According to a statement issued on Tuesday, Saigol said several economic indicators improved during the year. However, issues including a widening trade deficit, high energy costs, slow investment and a limited tax net remain serious obstacles for the economy.
Emphasising ease of doing business, he said investors require predictable policies and lower costs to invest confidently in domestic industries. He expressed concern over high electricity prices, misuse of statutory regulatory orders and delays in export policy reforms. He also called for bringing exports back under the final tax regime to support exporters.
Saigol said the trade deficit continues to pose a major challenge and requires urgent attention. He welcomed the recent privatisation of Pakistan International Airlines, noting that its acquisition by a Pakistani consortium reflected growing local investor capacity. He added that privatisation of other state-owned enterprises should be pursued.
Reviewing broader trends, he said consistent policies, economic reforms and strong remittance inflows helped improve the business climate and restore confidence for investment, exports and industrial activity.
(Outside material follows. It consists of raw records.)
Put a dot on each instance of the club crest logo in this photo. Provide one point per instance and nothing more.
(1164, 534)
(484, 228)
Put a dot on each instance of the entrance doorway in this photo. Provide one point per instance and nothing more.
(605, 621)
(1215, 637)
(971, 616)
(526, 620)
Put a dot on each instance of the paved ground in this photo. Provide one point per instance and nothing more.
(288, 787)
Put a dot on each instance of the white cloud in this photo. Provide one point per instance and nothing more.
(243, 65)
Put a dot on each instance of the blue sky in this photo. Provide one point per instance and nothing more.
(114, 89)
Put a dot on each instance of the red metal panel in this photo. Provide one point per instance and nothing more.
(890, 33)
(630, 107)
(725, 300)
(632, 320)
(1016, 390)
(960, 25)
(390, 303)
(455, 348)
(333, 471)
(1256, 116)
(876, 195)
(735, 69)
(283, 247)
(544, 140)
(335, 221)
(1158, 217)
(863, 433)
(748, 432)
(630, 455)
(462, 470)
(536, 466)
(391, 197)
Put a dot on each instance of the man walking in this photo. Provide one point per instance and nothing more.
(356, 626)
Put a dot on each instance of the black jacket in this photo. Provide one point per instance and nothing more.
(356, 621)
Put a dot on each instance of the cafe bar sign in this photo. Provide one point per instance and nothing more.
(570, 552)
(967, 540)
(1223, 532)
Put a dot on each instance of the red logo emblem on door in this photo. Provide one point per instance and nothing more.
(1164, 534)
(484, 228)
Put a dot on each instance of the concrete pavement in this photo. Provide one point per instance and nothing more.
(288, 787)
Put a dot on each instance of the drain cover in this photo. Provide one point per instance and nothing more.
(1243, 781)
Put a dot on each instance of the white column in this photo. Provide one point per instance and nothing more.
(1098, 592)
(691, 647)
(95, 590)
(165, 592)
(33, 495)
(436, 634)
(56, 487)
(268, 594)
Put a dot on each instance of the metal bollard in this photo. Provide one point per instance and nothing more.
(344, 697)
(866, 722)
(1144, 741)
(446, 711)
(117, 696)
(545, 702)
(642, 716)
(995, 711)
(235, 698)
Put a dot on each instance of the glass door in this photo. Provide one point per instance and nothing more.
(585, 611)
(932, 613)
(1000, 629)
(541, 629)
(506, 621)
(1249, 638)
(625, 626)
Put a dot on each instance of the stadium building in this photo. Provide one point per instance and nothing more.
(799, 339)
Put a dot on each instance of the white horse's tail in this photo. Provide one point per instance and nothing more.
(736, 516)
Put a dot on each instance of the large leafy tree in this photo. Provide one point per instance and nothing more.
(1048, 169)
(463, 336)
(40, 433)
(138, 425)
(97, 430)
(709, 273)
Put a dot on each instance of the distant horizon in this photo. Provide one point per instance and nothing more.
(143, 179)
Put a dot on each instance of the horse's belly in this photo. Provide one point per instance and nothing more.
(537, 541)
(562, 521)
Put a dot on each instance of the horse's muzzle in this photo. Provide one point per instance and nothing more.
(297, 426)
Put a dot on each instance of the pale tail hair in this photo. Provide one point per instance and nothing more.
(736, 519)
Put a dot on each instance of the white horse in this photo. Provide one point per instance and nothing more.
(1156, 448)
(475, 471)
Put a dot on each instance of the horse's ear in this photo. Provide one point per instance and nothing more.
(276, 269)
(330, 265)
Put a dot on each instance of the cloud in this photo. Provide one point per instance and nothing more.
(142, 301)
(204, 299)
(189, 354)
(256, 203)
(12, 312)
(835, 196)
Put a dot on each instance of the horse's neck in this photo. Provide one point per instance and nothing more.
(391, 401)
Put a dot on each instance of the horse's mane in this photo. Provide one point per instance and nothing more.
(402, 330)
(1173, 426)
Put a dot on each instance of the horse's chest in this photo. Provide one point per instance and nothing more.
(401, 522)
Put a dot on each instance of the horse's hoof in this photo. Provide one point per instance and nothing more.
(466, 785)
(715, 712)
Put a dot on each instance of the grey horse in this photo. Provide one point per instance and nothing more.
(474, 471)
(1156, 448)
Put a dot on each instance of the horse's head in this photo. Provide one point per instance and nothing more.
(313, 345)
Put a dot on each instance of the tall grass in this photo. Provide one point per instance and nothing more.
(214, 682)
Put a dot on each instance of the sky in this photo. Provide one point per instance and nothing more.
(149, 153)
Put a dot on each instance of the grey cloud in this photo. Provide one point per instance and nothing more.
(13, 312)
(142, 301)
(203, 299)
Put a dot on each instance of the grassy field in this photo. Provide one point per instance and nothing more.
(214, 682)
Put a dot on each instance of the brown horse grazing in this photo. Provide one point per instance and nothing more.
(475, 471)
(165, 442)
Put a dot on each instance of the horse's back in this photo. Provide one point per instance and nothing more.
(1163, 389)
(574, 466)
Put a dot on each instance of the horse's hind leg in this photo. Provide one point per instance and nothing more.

He highlighted that remittances reached about $38.3 billion in FY2024-25, a 26% increase from the previous year, and are expected to approach $42 billion by year-end. Remittances during JulyNovember FY2025-26 exceeded $16 billion, showing over 9% growth year-on-year, according to official data.
Saigol said strong inflows supported foreign exchange reserves, stabilised the rupee and reduced import pressures. He also cited a sharp decline in inflation, with average inflation falling to 4.5% from 23.4% a year earlier, easing pressure on consumers and businesses.
He noted improved market confidence, reflected in the KSE-100 index surpassing 170,000 points, higher foreign exchange reserves and reduced interest rates, which lowered borrowing costs. Despite growth in IT exports, he said investment remained below expectations due to high energy costs. He concluded that lasting growth requires continued reforms in energy, exports and taxation.